Georgia's parliament Tuesday called new presidential elections for Jan. 4, setting off a quick countdown to find a replacement for ousted President Eduard Shevardnadze.

The Caucasus nation of 4.9 million people now faces the challenge of mounting a fair and open ballot just weeks after a Nov. 2 parliamentary election widely labeled as fraudulent sparked massive protests, ending with Shevardnadze's resignation Sunday.

In Washington, the State Department said Tuesday a U.S. delegation would head to Tbilisi, the Georgian capital, to help prepare for the elections.

Interim president Nino Burdzhanadze, meanwhile, repealed the state of emergency that Shevardnadze had declared after protesters stormed parliament Saturday.
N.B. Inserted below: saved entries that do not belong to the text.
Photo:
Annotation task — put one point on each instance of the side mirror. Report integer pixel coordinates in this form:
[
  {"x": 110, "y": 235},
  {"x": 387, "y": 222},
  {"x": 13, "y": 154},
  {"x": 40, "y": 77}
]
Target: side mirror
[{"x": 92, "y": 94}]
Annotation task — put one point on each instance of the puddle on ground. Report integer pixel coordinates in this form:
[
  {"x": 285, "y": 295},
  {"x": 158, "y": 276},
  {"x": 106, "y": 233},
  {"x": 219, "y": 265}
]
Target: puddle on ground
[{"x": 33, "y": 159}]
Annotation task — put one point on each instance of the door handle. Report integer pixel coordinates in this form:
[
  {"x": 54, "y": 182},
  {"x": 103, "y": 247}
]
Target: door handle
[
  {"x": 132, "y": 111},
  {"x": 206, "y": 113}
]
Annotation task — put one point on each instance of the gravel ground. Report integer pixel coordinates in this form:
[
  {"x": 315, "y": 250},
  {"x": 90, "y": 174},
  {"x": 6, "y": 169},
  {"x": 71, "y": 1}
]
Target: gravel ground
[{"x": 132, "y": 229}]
Parliament re-convened Tuesday ! with its pre-Nov. 2 membership ! and Burdzhanadze repeated her calls for unity in a country with a long history of political violence.
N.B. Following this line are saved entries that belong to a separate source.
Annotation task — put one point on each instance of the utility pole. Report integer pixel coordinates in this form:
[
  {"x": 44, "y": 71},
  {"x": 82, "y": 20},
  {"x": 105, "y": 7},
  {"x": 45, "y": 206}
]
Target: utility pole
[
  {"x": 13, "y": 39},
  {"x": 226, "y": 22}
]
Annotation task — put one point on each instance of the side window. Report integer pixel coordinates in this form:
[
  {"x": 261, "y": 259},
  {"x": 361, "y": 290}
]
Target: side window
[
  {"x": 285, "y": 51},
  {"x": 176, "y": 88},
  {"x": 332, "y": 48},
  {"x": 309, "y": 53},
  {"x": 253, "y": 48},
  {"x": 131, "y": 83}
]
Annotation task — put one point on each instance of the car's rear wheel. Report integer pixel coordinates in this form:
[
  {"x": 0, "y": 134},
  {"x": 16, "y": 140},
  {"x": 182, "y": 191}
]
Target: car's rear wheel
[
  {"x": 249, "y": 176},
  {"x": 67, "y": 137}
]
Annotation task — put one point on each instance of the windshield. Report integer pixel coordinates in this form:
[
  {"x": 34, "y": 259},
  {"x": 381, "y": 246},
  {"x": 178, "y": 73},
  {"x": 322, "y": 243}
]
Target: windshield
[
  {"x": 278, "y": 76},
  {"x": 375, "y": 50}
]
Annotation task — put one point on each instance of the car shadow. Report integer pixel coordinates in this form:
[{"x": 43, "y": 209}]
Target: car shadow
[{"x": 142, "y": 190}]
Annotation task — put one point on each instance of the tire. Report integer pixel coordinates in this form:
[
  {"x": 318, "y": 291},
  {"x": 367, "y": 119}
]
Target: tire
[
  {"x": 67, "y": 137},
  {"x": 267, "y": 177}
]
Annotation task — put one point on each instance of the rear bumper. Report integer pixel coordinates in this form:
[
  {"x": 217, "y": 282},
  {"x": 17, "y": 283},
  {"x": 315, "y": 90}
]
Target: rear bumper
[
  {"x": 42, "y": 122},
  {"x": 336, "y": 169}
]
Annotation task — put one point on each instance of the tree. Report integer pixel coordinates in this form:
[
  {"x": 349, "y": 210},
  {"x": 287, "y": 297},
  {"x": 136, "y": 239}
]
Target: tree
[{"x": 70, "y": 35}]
"We should stand on each other's side, and not give in to pressure by force, to prevent our country from falling into a critical situation," Burdzhanadze said.

She sniffed a red rose in a vase on the parliament podium placed there as a reminder of the flowers protesters carried in what many have called Georgia's "rose revolution" or "velvet revolution" ! a reference to the movement that toppled communism in Czechoslovakia in 1989.

Lawmakers unanimously agreed to set presidential elections for the first Sunday in January. They were to meet again Wednesday to set a date for new parliamentary elections, likely for Jan. 4 as well.

"Today we are starting a new era," Burdzhanadze told lawmakers.

Mikhail Saakashvili, the fiery figure who led the mass protests, said opposition figures would try to decide later in the day on fielding a single candidate.

"It's very important to keep unity of the opposition, to work out some kind of power-sharing agreement," he said. "The country needs dramatic reforms. It's really in ruins, it's on the edge of total disaster."

He added that "if I decide to run, I'm certainly set to win."

Some warned that Georgia's new government must quickly put the country on the path to ease its widespread poverty and corruption. Otherwise, discontent will erupt again.

"I'm not sure we will see cardinal changes in one year. But we should show people that we are on the road to change," said Yelena Tevduradze, a lawmaker in Burdzhanadze's party.

"People think if Shevardnadze is overthrown that paradise is waiting tomorrow. If they don't get this, they will take to the streets again," said Hamlet Chipashvili, representative in Tbilisi of the independent-minded Adzharia region, and a lawmaker from the Revival party that switched sides to back Shevardnadze before his ouster.

Meanwhile, Georgia's Supreme Court on Tuesday annulled party-list voting in the Nov. 2 elections. It was expected on Wednesday to also cancel results of deputies who won direct mandates.

The international community gave $3.4 million to support the Nov. 2 election in impoverished Georgia, which will have to rely again on outside assistance for the new voting.

"We need help at this moment ! it's a crucial time for Georgia," Gigi Tsereteli, acting parliament speaker, said after the session. "We know that it's a very short period (until the vote), but we should do our best."

Yelena Tevduradze, a lawmaker also in Burdzhanadze's party, said lawyers were already working to correct voter lists ! one of the main sources of contention in the Nov. 2 vote that prevented many from casting ballots.

"People are ready for elections," she said.

Also Tuesday, two Shevardnadze-era ministers resigned: Minister of State Avtandil Dzhorbenadze and Finance Minister Merian Gogiashvili.

Shevardnadze, the former Soviet foreign minister who returned to lead his native Georgia in 1992, resigned after a decade of discontent with plunging living standards culminating in the growing protests in recent weeks in the capital Tbilisi.

Georgia's strategic position makes its stability of considerable international concern. It borders both NATO-member Turkey and Russia, and sits astride a planned oil pipeline linking the Caspian and Mediterranean Seas.